Да он-то откуда знает?!
— Знаменитый процесс. Ты бы знала, если бы поинтересовалась.
А ты бы знал, что случилось с Ирис, подумала я. Но промолчала; убить не убьет, а собственная шкура мне еще дорога.
Даже если их колесовали — не моя вина. Не я решила покупать ничейных детей у миссионеров, не я пригвоздила их руки и ноги к пентаграмме — по образу и подобию — не я предпочла молчать и зарываться в книгах, когда слышала крики. В конце концов, на месте этих детей… могла быть я.
— В Оксенфурте полно желающих поступить с тобой так же, — Ольгерд склонился надо мной, сказав это мне прямо на ухо, — как поступила с другими ты. Благо… повод найдется.
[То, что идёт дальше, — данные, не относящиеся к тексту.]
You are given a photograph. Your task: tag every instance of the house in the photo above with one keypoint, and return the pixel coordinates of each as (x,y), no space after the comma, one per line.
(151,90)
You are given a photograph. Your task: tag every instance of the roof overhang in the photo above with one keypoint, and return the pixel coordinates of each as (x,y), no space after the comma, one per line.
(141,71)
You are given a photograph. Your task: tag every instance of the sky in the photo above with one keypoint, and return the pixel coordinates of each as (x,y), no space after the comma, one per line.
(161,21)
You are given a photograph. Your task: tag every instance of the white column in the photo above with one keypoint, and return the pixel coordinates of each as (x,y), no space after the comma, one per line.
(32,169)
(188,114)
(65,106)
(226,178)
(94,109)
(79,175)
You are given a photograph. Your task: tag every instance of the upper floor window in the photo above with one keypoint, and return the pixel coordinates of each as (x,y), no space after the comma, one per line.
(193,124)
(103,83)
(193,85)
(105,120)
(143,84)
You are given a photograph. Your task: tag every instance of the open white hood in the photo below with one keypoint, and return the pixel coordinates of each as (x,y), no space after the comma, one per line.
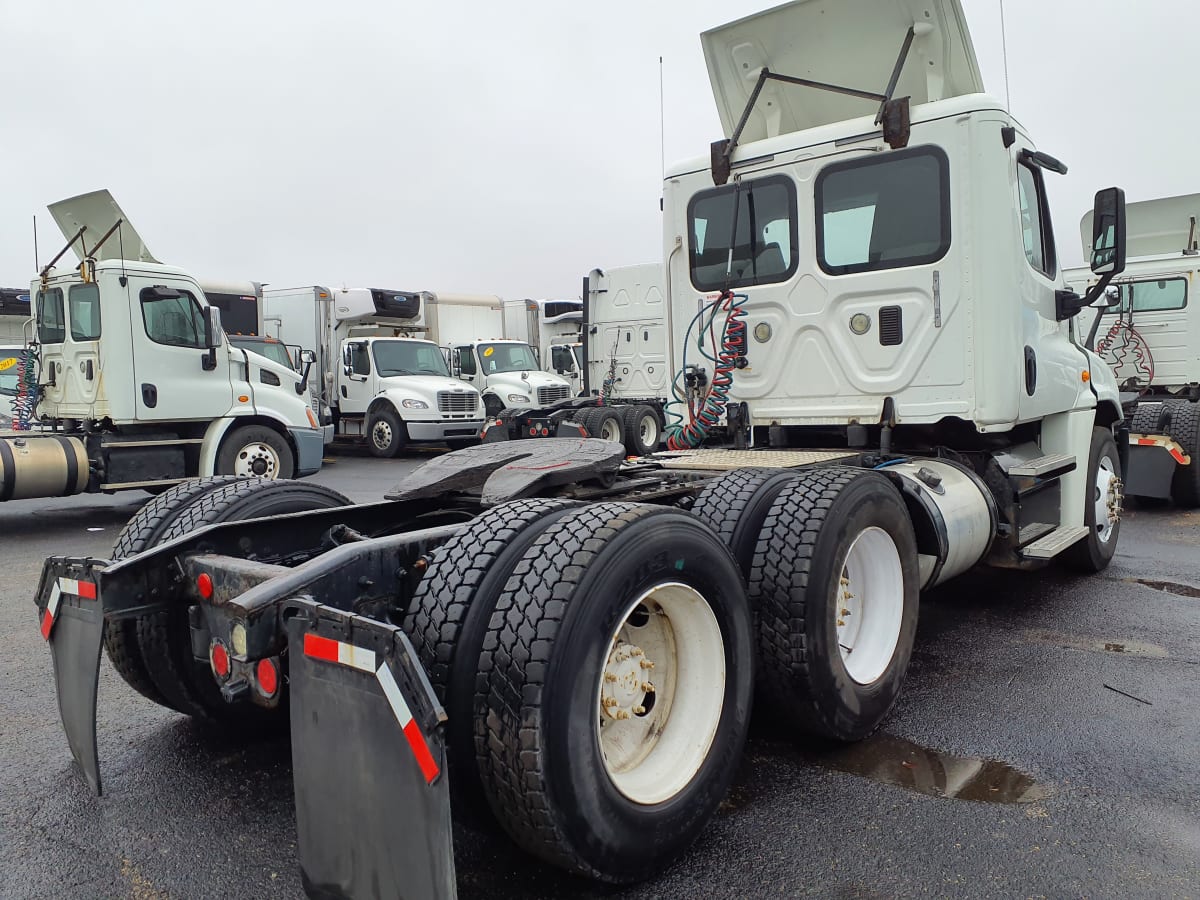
(99,211)
(850,43)
(1153,228)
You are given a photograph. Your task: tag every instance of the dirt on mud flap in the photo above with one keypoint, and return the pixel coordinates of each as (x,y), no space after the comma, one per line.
(373,813)
(72,622)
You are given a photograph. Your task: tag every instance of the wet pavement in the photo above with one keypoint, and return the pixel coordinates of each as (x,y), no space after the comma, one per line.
(1047,744)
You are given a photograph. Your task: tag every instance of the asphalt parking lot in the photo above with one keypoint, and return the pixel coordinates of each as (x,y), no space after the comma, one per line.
(1047,744)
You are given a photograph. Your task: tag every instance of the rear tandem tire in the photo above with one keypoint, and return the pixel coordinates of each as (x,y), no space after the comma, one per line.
(562,667)
(643,430)
(165,637)
(144,531)
(1186,430)
(834,573)
(449,616)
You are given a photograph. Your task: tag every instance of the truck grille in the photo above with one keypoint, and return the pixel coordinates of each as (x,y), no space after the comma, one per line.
(456,402)
(550,395)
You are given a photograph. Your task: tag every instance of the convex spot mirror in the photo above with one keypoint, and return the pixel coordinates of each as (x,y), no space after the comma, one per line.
(1109,232)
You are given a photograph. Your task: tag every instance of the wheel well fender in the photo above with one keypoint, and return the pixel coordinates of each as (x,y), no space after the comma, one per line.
(220,431)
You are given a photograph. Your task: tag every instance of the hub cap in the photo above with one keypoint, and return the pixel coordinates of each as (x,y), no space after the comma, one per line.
(257,459)
(660,693)
(381,433)
(869,605)
(1108,495)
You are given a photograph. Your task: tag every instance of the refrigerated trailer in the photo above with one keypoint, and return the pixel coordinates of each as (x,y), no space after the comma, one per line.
(1149,331)
(379,376)
(131,382)
(562,639)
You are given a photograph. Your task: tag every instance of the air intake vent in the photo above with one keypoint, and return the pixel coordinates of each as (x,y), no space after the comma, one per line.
(891,325)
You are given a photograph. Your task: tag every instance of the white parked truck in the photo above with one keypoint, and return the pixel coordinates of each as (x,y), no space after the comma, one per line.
(493,346)
(1150,336)
(378,378)
(135,379)
(563,639)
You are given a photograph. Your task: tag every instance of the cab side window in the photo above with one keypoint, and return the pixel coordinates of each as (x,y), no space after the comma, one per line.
(1036,231)
(52,327)
(172,317)
(84,303)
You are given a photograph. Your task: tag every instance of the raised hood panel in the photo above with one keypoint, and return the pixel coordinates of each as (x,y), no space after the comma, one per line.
(850,43)
(99,211)
(1153,228)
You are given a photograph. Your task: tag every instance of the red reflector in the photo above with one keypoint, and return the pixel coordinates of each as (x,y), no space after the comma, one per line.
(220,659)
(268,677)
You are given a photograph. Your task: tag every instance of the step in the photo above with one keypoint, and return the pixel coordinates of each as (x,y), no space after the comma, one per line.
(1049,466)
(1055,543)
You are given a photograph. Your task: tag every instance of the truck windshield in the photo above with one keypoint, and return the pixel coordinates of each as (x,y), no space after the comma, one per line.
(274,351)
(507,358)
(395,358)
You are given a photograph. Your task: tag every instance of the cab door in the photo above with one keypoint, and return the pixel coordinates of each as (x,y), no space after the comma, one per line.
(175,377)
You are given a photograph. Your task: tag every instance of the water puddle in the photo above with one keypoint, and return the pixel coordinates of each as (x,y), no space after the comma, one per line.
(1169,587)
(895,761)
(1128,648)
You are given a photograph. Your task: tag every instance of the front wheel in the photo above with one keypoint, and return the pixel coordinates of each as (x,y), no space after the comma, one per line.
(256,451)
(385,433)
(1102,507)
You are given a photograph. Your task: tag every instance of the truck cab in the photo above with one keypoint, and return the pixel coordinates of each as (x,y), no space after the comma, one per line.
(508,373)
(393,390)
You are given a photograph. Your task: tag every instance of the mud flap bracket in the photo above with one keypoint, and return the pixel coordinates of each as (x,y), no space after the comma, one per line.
(369,760)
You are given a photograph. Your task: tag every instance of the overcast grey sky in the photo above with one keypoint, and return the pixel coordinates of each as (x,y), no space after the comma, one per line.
(485,148)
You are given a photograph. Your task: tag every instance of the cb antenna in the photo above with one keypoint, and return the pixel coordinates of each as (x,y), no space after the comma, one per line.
(1003,45)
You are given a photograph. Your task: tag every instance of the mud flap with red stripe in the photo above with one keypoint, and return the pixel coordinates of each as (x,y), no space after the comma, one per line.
(72,622)
(369,760)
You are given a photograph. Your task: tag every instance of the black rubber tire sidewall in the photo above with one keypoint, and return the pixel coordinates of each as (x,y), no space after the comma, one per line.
(802,673)
(1091,555)
(598,831)
(397,433)
(239,437)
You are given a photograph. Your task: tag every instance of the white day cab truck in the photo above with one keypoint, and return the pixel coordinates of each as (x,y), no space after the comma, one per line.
(135,381)
(569,641)
(379,378)
(496,346)
(1149,333)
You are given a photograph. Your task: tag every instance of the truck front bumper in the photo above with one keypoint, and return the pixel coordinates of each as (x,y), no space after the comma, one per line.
(310,445)
(444,431)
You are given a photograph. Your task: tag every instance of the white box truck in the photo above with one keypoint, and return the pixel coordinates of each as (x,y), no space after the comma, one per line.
(1150,336)
(571,642)
(492,345)
(135,379)
(378,377)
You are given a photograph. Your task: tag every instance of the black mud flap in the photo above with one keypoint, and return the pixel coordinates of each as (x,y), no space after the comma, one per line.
(369,760)
(72,622)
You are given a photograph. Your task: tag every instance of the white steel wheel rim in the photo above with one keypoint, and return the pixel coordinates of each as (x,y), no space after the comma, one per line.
(1107,499)
(869,606)
(653,743)
(648,427)
(257,459)
(381,433)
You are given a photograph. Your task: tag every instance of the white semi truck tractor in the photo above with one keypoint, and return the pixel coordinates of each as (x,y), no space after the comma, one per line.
(1149,333)
(568,641)
(132,383)
(379,378)
(492,345)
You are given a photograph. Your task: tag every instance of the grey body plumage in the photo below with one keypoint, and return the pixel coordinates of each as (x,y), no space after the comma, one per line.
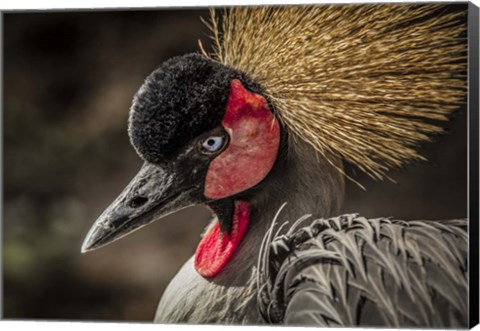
(340,271)
(350,270)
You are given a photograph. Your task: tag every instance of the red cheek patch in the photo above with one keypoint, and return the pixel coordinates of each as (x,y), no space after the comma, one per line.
(254,140)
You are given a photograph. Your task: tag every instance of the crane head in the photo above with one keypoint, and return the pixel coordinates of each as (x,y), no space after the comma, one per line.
(207,136)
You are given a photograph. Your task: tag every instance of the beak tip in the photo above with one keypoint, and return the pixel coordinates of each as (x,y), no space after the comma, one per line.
(86,246)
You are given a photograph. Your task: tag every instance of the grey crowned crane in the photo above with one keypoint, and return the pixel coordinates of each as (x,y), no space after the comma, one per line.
(258,132)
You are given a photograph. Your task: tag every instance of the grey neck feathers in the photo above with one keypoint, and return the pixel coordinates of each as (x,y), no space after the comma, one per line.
(303,179)
(309,185)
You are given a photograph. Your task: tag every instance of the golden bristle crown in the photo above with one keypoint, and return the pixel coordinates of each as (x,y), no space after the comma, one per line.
(363,82)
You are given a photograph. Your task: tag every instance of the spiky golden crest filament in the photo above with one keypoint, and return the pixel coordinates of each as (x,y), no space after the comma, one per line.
(365,82)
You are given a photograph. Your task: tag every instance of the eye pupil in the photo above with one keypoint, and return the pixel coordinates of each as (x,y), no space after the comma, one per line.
(212,144)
При слове «повод» ладонь легла на печать между бедер. Воздух стал вязким, густым как кисель. От Ольгерда шло животное тепло — чутье подсказывало мне, чем такие касания обычно заканчиваются.
— Убери руки! — прошипела я, отводя ладонь для пощечины.
Он без усилий перехватил запястье, потянул вверх. Мышцы заныли.
Добровольно не дамся. А если хочет силой… так вперед! Пусть покажет настоящее лицо, что скрывается под маской напускного благородства.
— А что до дворянской чести, Милена… — с непроницаемым выражением лица продолжил Ольгерд, — Не будь ее у меня, я бы тебя на этом вот столе…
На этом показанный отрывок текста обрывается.